Também foi expressiva a votação no PAN em Câmara de Lobos, onde se registaram 353 votos (22%). O concelho com o pior resultado para o partido foi Ponta do Sol, com apenas 40 votos (0,8%).

Coligação perdeu votos no bastião do CDS

No concelho bastião do CDS — em que os democratas-cristãos têm a única câmara da região — a coligação encabeçada por Miguel Albuquerque conquistou a tão aguardada maioria absoluta (que nunca chegou), mas perdeu votos relativamente às últimas eleições regionais. Resultados apurados, a coligação conquistou 54,95% dos votos (2.227 votos), quando em 2019, os dois partidos que concorreram separados (PSD e CDS) tinham chegado aos 2.474.

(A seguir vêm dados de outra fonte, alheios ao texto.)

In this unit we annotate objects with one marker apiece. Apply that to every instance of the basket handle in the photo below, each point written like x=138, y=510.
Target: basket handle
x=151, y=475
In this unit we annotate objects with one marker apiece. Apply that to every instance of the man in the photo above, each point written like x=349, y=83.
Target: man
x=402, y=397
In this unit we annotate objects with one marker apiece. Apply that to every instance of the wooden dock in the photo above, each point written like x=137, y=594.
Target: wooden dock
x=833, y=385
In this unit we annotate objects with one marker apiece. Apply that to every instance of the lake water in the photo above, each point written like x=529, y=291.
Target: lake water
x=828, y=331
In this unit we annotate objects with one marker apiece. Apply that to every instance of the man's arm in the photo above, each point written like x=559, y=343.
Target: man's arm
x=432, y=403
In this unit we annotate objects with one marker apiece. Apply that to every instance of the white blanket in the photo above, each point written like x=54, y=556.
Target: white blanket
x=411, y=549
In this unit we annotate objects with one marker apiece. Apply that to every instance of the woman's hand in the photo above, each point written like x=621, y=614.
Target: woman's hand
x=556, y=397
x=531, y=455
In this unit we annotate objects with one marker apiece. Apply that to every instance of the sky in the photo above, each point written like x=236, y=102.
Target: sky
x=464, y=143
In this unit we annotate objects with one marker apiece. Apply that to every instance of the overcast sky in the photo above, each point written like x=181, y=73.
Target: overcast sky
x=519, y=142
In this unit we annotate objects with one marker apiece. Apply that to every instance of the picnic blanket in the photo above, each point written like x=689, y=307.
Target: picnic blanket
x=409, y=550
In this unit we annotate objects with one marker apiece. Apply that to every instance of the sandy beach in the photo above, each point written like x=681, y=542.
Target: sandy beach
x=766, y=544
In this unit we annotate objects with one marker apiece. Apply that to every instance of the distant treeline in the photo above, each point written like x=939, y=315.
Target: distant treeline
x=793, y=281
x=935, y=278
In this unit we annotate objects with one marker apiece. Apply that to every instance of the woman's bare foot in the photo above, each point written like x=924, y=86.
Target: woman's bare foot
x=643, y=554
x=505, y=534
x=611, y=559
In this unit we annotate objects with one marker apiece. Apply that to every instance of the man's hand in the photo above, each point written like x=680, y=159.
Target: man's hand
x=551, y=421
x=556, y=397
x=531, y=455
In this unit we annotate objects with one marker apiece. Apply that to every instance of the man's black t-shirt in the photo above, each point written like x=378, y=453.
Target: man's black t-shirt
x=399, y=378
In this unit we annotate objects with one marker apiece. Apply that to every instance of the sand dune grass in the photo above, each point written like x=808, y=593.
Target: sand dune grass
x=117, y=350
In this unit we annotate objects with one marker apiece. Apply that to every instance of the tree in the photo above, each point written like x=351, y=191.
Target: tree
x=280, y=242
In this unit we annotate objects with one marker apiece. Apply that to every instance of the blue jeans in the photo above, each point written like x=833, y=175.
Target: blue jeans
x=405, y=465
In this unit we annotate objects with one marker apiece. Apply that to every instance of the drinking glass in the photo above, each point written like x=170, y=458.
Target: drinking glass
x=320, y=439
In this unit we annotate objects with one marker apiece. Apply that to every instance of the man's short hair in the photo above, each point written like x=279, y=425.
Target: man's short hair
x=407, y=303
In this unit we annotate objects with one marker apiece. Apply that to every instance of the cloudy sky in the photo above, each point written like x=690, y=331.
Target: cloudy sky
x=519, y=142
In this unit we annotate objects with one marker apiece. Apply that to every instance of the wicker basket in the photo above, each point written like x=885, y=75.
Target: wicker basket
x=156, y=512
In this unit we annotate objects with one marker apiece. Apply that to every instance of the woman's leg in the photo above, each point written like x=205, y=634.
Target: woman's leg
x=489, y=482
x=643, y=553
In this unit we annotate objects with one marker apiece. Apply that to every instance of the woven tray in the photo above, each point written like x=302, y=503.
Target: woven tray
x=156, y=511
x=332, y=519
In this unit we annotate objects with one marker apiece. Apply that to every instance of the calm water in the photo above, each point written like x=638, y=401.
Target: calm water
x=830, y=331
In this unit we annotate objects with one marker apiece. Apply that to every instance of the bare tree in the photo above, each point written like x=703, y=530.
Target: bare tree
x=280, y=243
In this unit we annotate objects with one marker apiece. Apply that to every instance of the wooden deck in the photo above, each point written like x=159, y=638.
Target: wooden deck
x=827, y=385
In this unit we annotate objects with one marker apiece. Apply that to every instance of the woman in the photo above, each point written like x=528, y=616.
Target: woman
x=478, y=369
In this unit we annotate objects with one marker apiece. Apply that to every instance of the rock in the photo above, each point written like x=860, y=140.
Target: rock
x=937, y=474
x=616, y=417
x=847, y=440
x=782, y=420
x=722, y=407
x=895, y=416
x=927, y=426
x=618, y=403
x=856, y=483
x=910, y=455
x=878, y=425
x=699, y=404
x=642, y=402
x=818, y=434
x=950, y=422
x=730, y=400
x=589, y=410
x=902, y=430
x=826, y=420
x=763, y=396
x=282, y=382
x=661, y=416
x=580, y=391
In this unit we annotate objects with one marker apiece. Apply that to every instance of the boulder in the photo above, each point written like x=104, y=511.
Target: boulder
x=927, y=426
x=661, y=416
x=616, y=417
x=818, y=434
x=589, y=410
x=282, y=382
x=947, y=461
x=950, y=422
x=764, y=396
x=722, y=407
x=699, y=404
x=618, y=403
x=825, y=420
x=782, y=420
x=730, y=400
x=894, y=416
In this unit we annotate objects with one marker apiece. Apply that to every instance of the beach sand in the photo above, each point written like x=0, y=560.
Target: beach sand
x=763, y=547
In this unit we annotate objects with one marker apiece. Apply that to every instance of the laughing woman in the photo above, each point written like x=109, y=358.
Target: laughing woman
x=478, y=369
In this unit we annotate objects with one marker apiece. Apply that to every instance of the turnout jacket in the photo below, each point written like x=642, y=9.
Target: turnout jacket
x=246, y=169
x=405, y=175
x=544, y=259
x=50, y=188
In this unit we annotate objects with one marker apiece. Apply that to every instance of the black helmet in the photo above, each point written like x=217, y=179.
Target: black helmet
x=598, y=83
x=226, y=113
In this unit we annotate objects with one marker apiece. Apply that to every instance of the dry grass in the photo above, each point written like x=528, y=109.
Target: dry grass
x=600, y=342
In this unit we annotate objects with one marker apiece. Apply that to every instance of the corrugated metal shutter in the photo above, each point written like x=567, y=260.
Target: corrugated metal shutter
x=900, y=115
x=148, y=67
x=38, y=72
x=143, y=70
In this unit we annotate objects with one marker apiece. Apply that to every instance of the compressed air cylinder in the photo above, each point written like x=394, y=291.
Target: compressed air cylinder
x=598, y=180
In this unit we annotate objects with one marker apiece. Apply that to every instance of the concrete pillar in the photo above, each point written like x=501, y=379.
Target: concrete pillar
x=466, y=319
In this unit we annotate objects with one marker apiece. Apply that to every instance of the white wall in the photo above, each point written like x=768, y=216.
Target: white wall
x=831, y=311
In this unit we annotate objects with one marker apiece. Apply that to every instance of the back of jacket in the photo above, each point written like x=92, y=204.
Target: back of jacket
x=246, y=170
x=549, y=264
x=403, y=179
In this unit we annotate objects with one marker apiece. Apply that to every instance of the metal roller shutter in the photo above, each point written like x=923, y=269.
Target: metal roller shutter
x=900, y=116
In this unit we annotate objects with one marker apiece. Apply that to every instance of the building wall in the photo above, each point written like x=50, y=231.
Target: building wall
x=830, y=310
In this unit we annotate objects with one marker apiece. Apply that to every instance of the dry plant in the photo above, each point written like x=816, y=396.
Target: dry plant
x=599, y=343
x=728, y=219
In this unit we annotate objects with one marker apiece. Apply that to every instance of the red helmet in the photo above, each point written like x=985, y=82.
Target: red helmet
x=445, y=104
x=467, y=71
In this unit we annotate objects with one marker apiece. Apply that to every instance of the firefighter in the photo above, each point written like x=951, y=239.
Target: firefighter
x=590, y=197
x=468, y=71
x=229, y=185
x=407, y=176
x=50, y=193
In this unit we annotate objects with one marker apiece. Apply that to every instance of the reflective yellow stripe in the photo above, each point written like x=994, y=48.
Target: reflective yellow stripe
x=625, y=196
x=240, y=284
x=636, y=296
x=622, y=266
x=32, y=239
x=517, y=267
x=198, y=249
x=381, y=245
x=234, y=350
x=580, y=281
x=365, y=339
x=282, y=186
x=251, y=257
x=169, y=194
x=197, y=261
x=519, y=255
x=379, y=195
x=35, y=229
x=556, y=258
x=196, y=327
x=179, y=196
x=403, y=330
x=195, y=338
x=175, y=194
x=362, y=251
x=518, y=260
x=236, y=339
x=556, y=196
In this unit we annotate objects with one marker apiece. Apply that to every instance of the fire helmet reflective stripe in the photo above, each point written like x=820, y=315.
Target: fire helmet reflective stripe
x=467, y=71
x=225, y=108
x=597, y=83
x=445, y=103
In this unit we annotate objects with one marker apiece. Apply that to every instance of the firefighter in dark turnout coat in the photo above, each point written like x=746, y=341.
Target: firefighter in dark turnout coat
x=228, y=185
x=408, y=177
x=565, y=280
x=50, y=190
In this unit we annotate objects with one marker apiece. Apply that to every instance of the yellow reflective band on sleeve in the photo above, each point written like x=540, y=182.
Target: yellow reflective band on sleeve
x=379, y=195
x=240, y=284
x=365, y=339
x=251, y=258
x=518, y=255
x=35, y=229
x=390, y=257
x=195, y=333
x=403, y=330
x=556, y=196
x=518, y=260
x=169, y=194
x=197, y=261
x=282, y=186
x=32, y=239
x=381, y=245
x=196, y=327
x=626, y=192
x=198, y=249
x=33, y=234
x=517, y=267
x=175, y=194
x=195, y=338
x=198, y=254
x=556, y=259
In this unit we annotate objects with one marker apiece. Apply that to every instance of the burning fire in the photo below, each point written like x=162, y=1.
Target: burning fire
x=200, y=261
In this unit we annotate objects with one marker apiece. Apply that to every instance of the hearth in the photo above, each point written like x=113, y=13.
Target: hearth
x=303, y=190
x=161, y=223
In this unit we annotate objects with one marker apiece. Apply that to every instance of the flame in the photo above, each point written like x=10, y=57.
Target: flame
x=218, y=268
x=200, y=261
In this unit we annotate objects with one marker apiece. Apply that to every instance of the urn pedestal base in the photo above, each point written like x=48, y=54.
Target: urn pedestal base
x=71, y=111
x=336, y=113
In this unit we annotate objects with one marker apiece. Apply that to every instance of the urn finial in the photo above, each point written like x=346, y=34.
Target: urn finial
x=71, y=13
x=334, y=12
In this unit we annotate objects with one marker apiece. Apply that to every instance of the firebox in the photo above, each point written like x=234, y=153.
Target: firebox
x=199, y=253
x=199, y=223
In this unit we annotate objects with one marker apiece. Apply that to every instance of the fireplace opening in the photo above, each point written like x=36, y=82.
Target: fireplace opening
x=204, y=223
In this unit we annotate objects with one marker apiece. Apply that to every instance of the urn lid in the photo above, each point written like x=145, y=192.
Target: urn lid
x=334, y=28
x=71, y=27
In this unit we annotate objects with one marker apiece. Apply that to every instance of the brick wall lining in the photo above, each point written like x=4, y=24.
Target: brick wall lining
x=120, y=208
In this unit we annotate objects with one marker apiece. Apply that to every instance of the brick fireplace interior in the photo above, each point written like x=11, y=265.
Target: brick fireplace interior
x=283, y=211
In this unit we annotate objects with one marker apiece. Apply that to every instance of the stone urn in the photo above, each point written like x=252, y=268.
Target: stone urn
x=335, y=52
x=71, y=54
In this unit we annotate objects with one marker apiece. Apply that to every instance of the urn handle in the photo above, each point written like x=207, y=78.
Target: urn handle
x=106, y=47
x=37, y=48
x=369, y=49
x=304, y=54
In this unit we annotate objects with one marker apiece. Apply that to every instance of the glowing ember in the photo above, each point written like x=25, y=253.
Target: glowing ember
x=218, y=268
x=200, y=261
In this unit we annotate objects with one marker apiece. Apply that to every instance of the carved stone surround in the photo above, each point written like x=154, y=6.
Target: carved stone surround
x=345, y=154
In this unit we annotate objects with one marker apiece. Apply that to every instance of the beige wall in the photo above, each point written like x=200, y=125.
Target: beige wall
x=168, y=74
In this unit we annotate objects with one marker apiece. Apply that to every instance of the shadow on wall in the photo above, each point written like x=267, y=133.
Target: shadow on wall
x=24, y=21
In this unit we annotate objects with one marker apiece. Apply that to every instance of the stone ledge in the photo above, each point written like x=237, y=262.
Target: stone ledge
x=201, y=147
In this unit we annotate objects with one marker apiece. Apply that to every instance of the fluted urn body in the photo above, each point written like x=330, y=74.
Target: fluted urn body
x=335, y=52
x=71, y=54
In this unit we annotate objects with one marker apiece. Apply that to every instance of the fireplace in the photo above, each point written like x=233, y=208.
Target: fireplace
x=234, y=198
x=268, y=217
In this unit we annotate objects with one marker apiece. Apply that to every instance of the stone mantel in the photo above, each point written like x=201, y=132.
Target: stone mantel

No mesmo sentido, também o PS perdeu mais de 500 votos no concelho. E se Bloco de Esquerda e CDU crescem, mas muito pouco, o maior salto vai mesmo para o JPP, que passou de 53 para 335 votos. Por outro lado, o grande brinde dos eleitores de Santana foi para o Chega, que alcançou 240 votos (quando tinha tido 13 há quatro anos).

Feitas as contas, o CDS perdeu espaço em Santana e o Chega pode não só ter captado os eleitores que fugiram da coligação como parte do eleitorado do PS que, à partida, terá sido dividido pelos partidos à esquerda (em que só o JPP cresceu consideravelmente) e pelos descontentes que procuram o partido de André Ventura.